Sticks are coming, including policies that impose more stringent climate disclosure and reporting requirements on companies, carbon pricing and new rules around fiduciary responsibility, as well as sector-specific policies and targets. Biden, for example, is directing agencies overseeing banking, agriculture and housing to consider climate-related risks. New Zealand and the UK are also planning mandatory climate risk reporting.

Banks such as JPMorgan and Citi have pledged to green their portfolios, in part by working with clients to reduce their emissions. While many have ended funding for coal projects or drilling in the Arctic, they have stopped well short of cutting off oil and gas companies, arguing that they are critical to the energy transition.
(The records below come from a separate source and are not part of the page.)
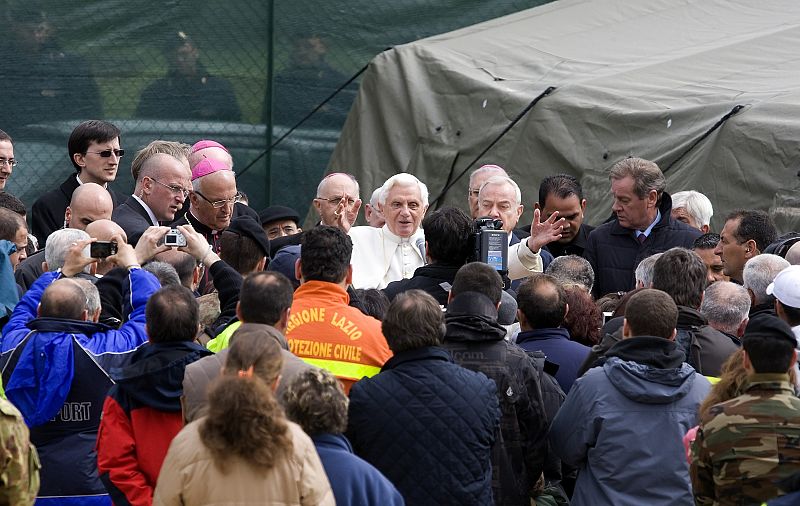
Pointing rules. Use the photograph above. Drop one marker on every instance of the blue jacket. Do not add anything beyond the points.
(559, 349)
(622, 425)
(428, 425)
(354, 481)
(56, 372)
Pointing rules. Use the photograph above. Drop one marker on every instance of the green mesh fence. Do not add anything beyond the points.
(190, 69)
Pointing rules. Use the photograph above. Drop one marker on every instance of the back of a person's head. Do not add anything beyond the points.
(682, 274)
(325, 254)
(644, 271)
(697, 205)
(315, 400)
(572, 270)
(183, 263)
(265, 296)
(725, 306)
(243, 244)
(58, 245)
(706, 241)
(769, 344)
(651, 312)
(448, 231)
(164, 273)
(244, 420)
(414, 320)
(172, 314)
(754, 225)
(480, 278)
(63, 299)
(374, 302)
(560, 186)
(542, 301)
(177, 150)
(759, 272)
(584, 319)
(10, 223)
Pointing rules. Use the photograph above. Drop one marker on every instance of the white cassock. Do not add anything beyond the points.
(380, 257)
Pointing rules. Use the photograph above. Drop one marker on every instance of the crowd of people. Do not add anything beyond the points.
(174, 346)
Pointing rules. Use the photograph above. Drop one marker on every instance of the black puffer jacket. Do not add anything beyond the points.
(476, 341)
(614, 251)
(428, 425)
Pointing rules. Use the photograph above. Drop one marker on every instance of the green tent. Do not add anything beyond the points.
(709, 89)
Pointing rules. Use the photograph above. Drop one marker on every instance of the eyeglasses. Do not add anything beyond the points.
(106, 153)
(173, 188)
(219, 203)
(335, 201)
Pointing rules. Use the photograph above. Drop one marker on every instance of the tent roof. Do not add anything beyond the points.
(646, 78)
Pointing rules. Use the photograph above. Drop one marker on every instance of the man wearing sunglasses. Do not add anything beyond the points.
(95, 153)
(162, 185)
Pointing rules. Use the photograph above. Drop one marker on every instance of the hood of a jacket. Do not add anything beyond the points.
(650, 370)
(155, 375)
(471, 316)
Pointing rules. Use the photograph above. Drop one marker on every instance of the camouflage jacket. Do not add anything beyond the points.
(746, 445)
(19, 463)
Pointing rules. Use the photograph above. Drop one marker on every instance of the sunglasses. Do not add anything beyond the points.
(106, 153)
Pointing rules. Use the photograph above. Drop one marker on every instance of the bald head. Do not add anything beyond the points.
(104, 230)
(64, 298)
(90, 202)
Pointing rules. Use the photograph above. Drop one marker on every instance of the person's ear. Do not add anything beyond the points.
(80, 159)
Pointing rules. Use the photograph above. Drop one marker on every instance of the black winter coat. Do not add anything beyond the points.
(428, 425)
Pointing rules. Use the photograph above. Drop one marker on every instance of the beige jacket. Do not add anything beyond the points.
(189, 476)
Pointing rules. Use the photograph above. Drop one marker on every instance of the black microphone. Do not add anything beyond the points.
(421, 248)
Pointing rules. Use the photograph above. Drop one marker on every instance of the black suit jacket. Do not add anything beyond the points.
(47, 214)
(133, 218)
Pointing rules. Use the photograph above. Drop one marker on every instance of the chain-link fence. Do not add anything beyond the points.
(192, 69)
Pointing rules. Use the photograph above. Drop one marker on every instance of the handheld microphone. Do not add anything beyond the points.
(421, 247)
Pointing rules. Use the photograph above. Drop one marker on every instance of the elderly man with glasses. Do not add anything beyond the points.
(213, 202)
(94, 150)
(162, 186)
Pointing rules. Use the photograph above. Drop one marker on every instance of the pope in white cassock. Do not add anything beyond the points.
(394, 251)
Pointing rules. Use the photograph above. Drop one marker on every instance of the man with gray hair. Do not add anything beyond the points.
(644, 271)
(758, 273)
(642, 225)
(394, 251)
(726, 306)
(476, 180)
(694, 209)
(162, 186)
(572, 270)
(58, 246)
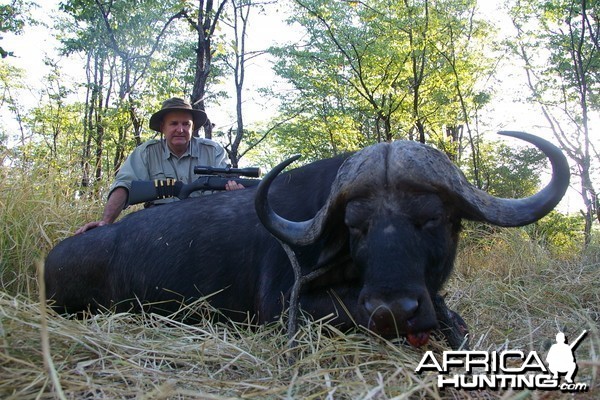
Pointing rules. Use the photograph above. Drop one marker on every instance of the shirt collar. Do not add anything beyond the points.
(167, 153)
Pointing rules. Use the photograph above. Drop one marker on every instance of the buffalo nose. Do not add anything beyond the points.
(402, 309)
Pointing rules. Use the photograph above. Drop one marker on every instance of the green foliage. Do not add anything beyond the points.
(562, 234)
(509, 172)
(391, 68)
(13, 18)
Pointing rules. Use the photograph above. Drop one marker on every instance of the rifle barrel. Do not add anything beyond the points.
(253, 172)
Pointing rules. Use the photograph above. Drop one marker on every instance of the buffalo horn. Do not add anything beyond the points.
(427, 167)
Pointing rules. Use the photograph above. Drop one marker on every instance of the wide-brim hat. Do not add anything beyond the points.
(177, 104)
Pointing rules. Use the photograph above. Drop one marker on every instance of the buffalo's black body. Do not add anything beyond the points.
(385, 221)
(211, 245)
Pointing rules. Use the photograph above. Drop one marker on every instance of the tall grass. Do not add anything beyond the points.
(513, 292)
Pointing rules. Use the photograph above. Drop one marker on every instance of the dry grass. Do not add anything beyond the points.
(510, 291)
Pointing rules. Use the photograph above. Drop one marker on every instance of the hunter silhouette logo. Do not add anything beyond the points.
(561, 358)
(509, 369)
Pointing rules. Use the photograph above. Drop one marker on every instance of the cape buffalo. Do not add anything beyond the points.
(385, 221)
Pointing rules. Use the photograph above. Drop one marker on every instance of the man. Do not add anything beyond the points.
(174, 156)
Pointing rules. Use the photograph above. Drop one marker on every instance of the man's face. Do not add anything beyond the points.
(177, 127)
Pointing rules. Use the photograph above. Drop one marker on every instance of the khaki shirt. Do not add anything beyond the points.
(153, 160)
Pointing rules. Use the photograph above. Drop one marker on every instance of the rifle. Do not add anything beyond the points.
(211, 178)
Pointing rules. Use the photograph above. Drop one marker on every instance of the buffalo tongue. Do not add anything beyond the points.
(418, 339)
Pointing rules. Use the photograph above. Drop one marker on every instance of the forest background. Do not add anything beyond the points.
(310, 77)
(313, 77)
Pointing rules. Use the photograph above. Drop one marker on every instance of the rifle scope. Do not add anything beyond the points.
(206, 170)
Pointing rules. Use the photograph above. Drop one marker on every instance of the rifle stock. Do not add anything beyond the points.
(144, 191)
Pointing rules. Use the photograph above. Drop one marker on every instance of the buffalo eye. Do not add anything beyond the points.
(357, 218)
(429, 222)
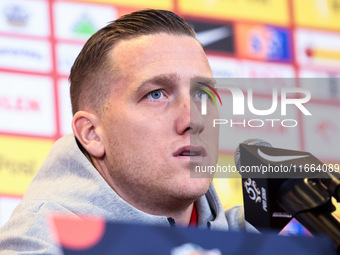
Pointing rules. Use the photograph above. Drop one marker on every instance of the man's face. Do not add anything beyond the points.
(147, 128)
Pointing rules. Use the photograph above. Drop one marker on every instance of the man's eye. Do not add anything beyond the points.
(199, 94)
(155, 95)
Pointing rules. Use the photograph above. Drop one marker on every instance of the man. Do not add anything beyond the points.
(137, 130)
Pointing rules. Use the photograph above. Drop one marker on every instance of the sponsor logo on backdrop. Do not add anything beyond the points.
(263, 42)
(25, 17)
(214, 36)
(81, 20)
(20, 159)
(16, 15)
(24, 54)
(27, 105)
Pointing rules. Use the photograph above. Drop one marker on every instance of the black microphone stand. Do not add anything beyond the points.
(309, 201)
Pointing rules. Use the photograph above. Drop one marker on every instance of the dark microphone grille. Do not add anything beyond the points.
(253, 141)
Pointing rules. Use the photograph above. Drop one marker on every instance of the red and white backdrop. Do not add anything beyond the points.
(39, 40)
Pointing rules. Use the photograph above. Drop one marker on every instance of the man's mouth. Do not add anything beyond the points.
(190, 151)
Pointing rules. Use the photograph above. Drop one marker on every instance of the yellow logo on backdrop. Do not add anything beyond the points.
(317, 13)
(20, 158)
(271, 11)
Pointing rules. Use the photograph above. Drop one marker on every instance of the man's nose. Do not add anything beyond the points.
(189, 119)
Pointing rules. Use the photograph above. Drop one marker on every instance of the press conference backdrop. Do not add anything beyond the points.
(39, 40)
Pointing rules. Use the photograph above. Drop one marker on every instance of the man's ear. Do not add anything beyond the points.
(86, 128)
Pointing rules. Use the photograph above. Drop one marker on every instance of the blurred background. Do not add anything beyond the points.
(284, 39)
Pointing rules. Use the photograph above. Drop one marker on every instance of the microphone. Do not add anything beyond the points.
(260, 206)
(280, 184)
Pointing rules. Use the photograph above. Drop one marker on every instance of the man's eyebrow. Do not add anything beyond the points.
(198, 80)
(164, 79)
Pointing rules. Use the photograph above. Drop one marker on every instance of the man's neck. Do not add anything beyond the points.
(183, 218)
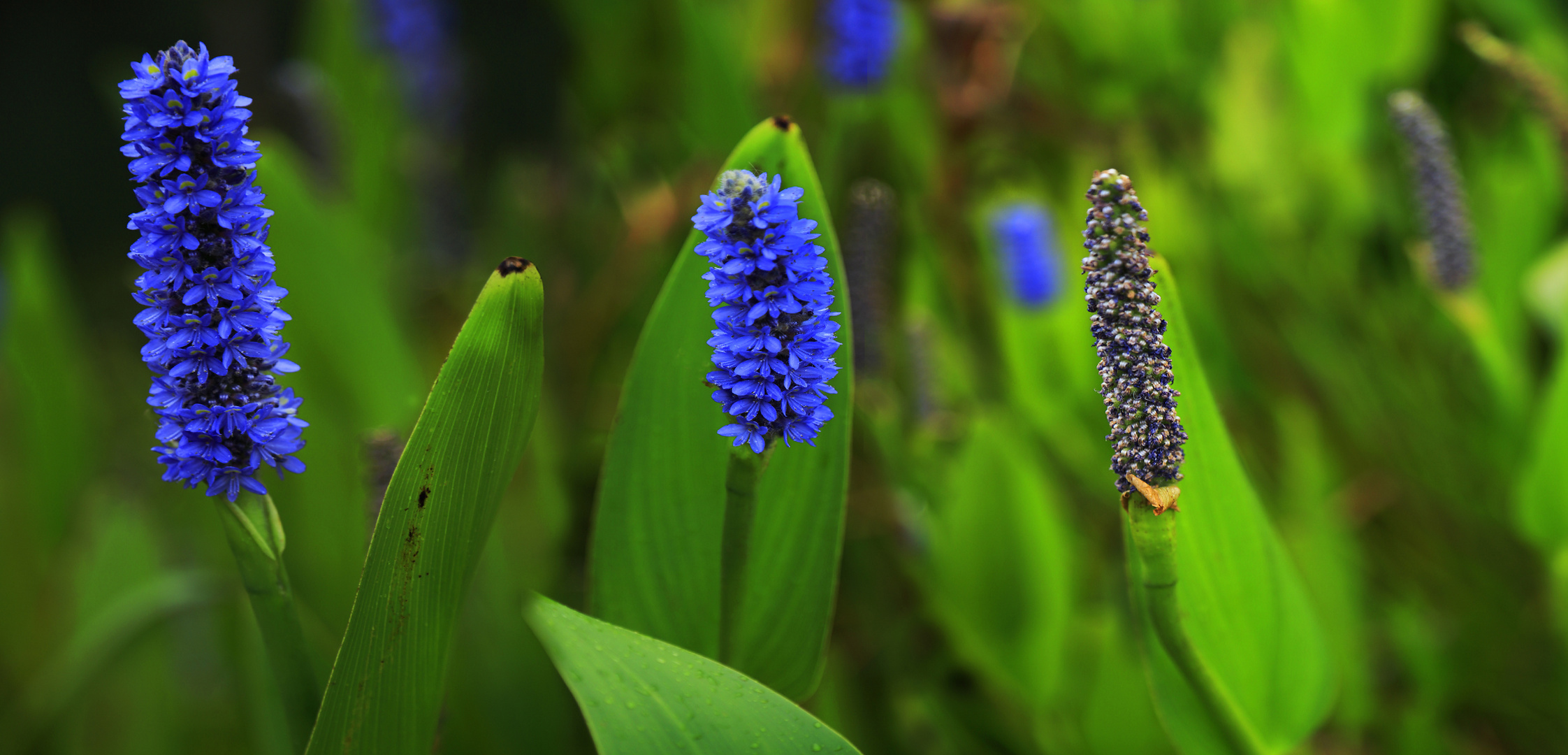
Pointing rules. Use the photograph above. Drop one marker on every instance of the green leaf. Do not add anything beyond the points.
(384, 691)
(1244, 606)
(1540, 504)
(659, 529)
(57, 423)
(358, 374)
(648, 698)
(1001, 562)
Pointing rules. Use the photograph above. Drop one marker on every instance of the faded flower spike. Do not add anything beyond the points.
(774, 341)
(859, 40)
(1134, 361)
(1023, 240)
(212, 317)
(1437, 189)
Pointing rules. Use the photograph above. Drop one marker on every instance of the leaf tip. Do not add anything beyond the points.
(1162, 500)
(513, 266)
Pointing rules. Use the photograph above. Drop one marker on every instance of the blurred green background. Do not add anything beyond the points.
(982, 603)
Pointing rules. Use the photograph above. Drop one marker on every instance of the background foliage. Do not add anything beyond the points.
(982, 602)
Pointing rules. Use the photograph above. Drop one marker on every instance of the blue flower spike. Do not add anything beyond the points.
(774, 336)
(212, 317)
(859, 40)
(1026, 253)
Since the Paris Agreement, the 60 largest commercial and investment banks have shoveled $3.8 trillion into fossil fuels projects, according to Banking on Climate Chaos.

The newly launched Glasgow Financial Alliance for Net Zero, chaired by UN special envoy on climate action and finance Mark Carney, will work “to mobilise the trillions of dollars necessary to build a global zero emissions economy and deliver the goals of the Paris Agreement.” The group includes 160 financial firms responsible for more than $70 trillion in managed assets, will act as an umbrella group for other financial initiatives, including a Net-Zero Banking Alliance. 

In another signal of The Great Acceleration, even that level of ambition is likely insufficient.

“The slow timelines, limited scope, acceptance of intensity targets, and vagueness on fossil fuels and deforestation come in well below established global best practice,” said Jason Opeña Disterhoft of Rainforest Action Network.  “Financial institutions have to stop fueling fossil expansion and deforestation, and phase out all support for fossils, starting immediately.”